A semantic wiki also supports sociocultural views of learning and their associated communities of practice [29], and such wikis are well suited to the presentation and development of the body of knowledge that such a community maintains. The wiki approach allows research students to be brought into communities of professional research and scholarship practice, where an apprenticeship into the academic discipline may occur [5].

Although many of the responses to the wiki pointed to a preferred approach that provided a recipe-like, step-by-step process, it needs to be understood that the wiki is not a quick point-and-click solution to understanding and building a research methodology.
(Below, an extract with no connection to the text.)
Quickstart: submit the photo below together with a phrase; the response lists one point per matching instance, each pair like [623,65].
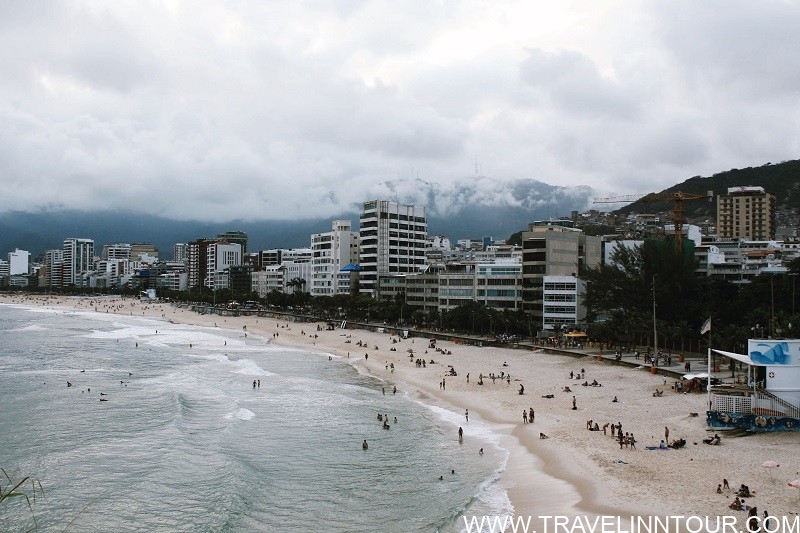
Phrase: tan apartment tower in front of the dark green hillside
[747,212]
Furthermore, as the basic structure of research schemes had already been set up based on the conceptual model, the participation that followed was expected to be the addition of instances of research schemes, providing examples of how researchers had structured their work. Thus, although the wiki could support learning and teaching in a community of practice, it was not used like this in any substantial way. Its use was largely limited to exploring the structure and examples that were already present, and little new material was added by supervisors or students. This could be because supervisors had their own conceptualisations of the domain, which did not fit with that presented in the wiki; students might not have thought that they had the knowledge to do so.

However, the feedback from students suggested that the approach was comprehensive and valuable and helped in understanding methodology structure. Thus, although the provision of a standard terminology, which helped students navigate the complexities of research methodology structure, might not have been seen by some as that useful yet, it might have helped students negotiate the domain. It is believed that the utility of the wiki lies in its providing a starting point from which a research student can explore research methodology structure and does provide beneficial value in the learning and teaching of such structures, often through the provision of examples. Additionally, it can help prevent novice researchers from using entirely inappropriate philosophical world views, research designs and methods when structuring their own research. There is, thus, a place for such a wiki, even though time and effort will be required to understand how the parts fit together, which may limit its use by those seeking a simpler solution to the problems surrounding the learning and teaching of research methodology.

6 Conclusion

The research methodology semantic wiki considered here sought to provide a platform addressing the “lack of shared language describing important foundational concepts of research methodology” [5, p. 230] using the affordances provided by the Semantic Web. The Semantic Web can be seen as a smart learning environment, and although it is not yet recognised by the NMC Horizon Report [30, p. 36] as one of the enabling technologies that will transform what can be expected of online tools, it has a place in the provision of learning content in online teaching environments. The research contributes to the organising of digital strategies in higher education that “transcend conventional ideas to create something that feels new, meaningful, and 21st-century” [30], which does not, however, mean that success is guaranteed.

The contribution of this work, then, is an implemented and evaluated conceptual model, expressed in a semantic wiki, that can provide a basis for new ideas for online learning of the structure of research methodologies.

There are several ways in which this research can be extended, such as broadening the scope of the initial conceptual model to include a model for research question types, alternative ways of categorising research designs, and broadening of the scope to disciplines beyond computing.